The architect of Tokyo 2020's replacement Olympic stadium has denied that he copied the previously scrapped venue - and claims that the two designs are "very different".
A blueprint by Kengo Kuma was selected to be the showpiece of the Games in the Japanese capital last month after an initial design by Iraqi-British architect Zaha Hadid was axed due to rising costs.
However, a statement by Zaha Hadid Associates (ZHA) yesterday claimed that there are "significant similarities between the structure, layout and numerous elements" of both stadiums.
The company also say that they have been asked by the Japan Sports Council (JSC) to give up the copyright of their design in exchange for an overdue final payment.
That has further added to suspicions that the stadiums have similarities but Kuma, a Japanese designer, has hit back.
"I believe if you take a look at Zaha Hadid’s design and mine, you can see very different impressions of the building,” he told a press conference in Tokyo.
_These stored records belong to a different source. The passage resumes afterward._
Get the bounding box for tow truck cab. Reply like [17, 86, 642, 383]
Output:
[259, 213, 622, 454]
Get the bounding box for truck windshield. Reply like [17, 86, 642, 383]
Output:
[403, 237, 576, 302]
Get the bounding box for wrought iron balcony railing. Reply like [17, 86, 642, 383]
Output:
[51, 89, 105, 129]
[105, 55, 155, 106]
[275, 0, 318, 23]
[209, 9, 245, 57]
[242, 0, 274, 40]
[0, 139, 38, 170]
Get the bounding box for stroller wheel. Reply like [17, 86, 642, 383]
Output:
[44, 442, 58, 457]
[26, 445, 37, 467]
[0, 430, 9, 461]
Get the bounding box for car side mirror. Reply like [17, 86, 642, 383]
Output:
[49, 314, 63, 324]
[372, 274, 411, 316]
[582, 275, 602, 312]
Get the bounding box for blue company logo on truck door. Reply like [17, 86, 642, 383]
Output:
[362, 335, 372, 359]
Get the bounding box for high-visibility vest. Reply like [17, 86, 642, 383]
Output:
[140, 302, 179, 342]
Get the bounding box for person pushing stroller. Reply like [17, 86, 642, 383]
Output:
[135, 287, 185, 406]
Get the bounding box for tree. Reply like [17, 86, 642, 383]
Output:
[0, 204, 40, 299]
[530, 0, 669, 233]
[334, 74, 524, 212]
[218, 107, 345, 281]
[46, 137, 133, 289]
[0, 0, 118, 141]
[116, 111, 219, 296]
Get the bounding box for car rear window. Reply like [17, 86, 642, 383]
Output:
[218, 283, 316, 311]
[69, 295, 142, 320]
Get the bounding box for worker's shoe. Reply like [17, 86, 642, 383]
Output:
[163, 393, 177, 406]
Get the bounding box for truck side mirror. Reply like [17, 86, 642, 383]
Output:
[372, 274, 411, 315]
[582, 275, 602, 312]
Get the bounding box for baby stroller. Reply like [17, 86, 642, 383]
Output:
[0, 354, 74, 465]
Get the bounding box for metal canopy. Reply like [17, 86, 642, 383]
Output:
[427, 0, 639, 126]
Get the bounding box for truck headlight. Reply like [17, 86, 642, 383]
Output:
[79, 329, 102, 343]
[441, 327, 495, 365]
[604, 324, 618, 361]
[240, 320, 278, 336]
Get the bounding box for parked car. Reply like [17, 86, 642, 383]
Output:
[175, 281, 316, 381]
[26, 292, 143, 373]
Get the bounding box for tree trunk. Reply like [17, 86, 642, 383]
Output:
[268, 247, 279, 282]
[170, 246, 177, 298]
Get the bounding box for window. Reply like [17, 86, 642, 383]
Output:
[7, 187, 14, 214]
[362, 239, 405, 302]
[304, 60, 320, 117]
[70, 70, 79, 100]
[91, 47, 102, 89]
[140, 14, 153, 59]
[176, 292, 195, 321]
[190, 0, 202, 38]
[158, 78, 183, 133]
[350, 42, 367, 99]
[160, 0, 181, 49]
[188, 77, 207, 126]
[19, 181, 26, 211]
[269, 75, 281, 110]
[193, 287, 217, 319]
Kuma added that his design was low and flat, in comparison to Hadid's which he described as being like a "saddle".
However, he did concede that with both architects having to meet certain criteria for the stadium, some aspects would appear the same.
The "concept" of the two stadiums would still be completely different, he insisted.
"Any similarities in terms of the seating arrangements and the angles are a result of the conditions of the project," he said.
Kuma's design will cost ¥149 billion (£806 million/$1.2 billion/€1.1 billion) and is part of a consortium which also includes construction company Taisei Corp.
He has come up with a steel and wood structure which features a large amount of greenery surrounding the stadium, a design which one critic said reminded him of McDonald's Big Mac.
ZHA's design was scrapped in July when costs climbed to ¥252 billion (£1.3 billion/$2 billion/€1.8 billion), which was thought to be double original estimates.
The British firm had wanted to work on cheaper proposals but had to withdraw from the re-opened process when they were unable to find a construction company to partner with.
This was a key requirement but ZHA argued it restricted themselves and other companies from taking part.
ZHA say they hope discussions will resume with the JSC shortly over the copyright issue, after claiming that they were asked to "consent without objection" to handing over their intellectual property.
The row has surfaced at a far from ideal time for Tokyo 2020, who are also dealing with revelations in the World Anti-Doping Agency Independent Commission report, which suggested that an athletics sponsorship deal may have unfairly influenced their victory in the race for the Games.
A plagiarism row also led to the initial logo for the Games being scrapped, with a replacement not yet selected.